Her plan involved poly-vinylpyrrolidone, a polymer that can pull water out of the skin. When moisture is returned, the outer layer of the skin swells, allowing larger-than-usual molecules to enter, essentially drowning the 500 Dalton Rule. Combined with the micro-needles, Sawicka’s experiments produced only middling results, the scientist noted. But it was enough to pique Apogee’s interest, and the company continued funding her experiments after her internship ended. At which point Sawicka decided to ditch the micro-needles and turn the PVP itself into the delivery system.
“It wasn’t supposed to work, according to the authorities,” she noted, and true to form, Apogee eventually pulled out. But several years and $200,000 of personal investment and state and federal grants later, Sawicka managed to successfully combine the PVP with vaccine solutions to create nanofibers that could be formed into dense mats – the Band-Aid-like patches that would become her breakthrough product, ImmunoMatrix.
“Breakthrough,” of course, being a mild understatement. ImmunoMatrix has proved capable of delivering compounds weighing as much as 125,000 Daltons, shattering the previous ceiling of 500.
Sawicka, nonetheless, remains modest about her discovery. To a fault, maybe. While she doesn’t deny the potential healthcare applications (starting with the 40 percent of the global population suffering from some form of allergy, many of whom must suffer upwards of 40 anti-allergy injections over five years of treatments), she freely admits to being a novice entrepreneur who’s unsure if her product will succeed.
“I hope so,” Sawicka said.
Stony Brook U certainly sees the potential, listing Sawicka as the chief inventor on the university-held ImmunoMatrix patent. “Bringing the concept of infectious disease immunization without the use of needles to this stage is a great advancement to our field,” said University President Samuel Stanley, himself an acclaimed immunologist. “We’re excited to see the outcome of the next phase of Kasia’s work.”
Also keen on ImmunoMatrix’s potential is Invent Now, the national creation-centric organization housing the National Inventors Hall of Fame in Canton, Ohio. In 2014, Sawicka and her team won first prize in the graduate division of the national Collegiate Inventors Competition, besting 14 finalist teams from 13 U.S. colleges and universities.
Hannah Paulin, Invent Now’s vice president of business development, called ImmunoMatrix “a symbol of the innovative ideas so many higher-education students are developing across our country.”
“[Sawicka] never gave up on the potential of her ideas and improved upon something that had been done the same way for hundreds of years,” Paulin said. “That’s innovation.”
Sawicka is a little uneasy with such accolades. She doesn’t deny that her invention could have global healthcare ramifications – lab tests have shown ImmunoMatrix to be effective for combating the flu, whooping cough and anthrax, and that it works with various antigens and macro molecules – but she’s less concerned with enjoying the fruits of her scientific labor than learning how to build a startup business.
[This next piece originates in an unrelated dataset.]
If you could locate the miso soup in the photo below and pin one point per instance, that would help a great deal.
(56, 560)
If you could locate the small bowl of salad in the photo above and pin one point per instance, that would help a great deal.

“I’m looking for ways to bring it to market as soon as possible,” Sawicka noted. “But it’s a huge lesson, becoming an entrepreneur.”
She’s incorporated ImmunoMatrix and is currently seeking startup capital. Handing off the company to someone with more commercialization experience is not an option – “I’ve invested my entire career in this, and I’m not sure I even could step away” – meaning the woman who may well have reinvented the healthcare wheel is going back to school, in a sense.
“It’s definitely going to keep me up nights,” she said.
This week, the entrepreneur met Mildred Dresselhaus, the “queen of carbon fiber” and inventor of the synthetic Kevlar, who was touring the Stony Brook campus. The meeting, she noted, was as eye-opening as anything she ever discovered in the lab.
“Meeting Dresselhaus showed me that I know nothing,” Sawicka said. “At least, enough to know that I know very little.”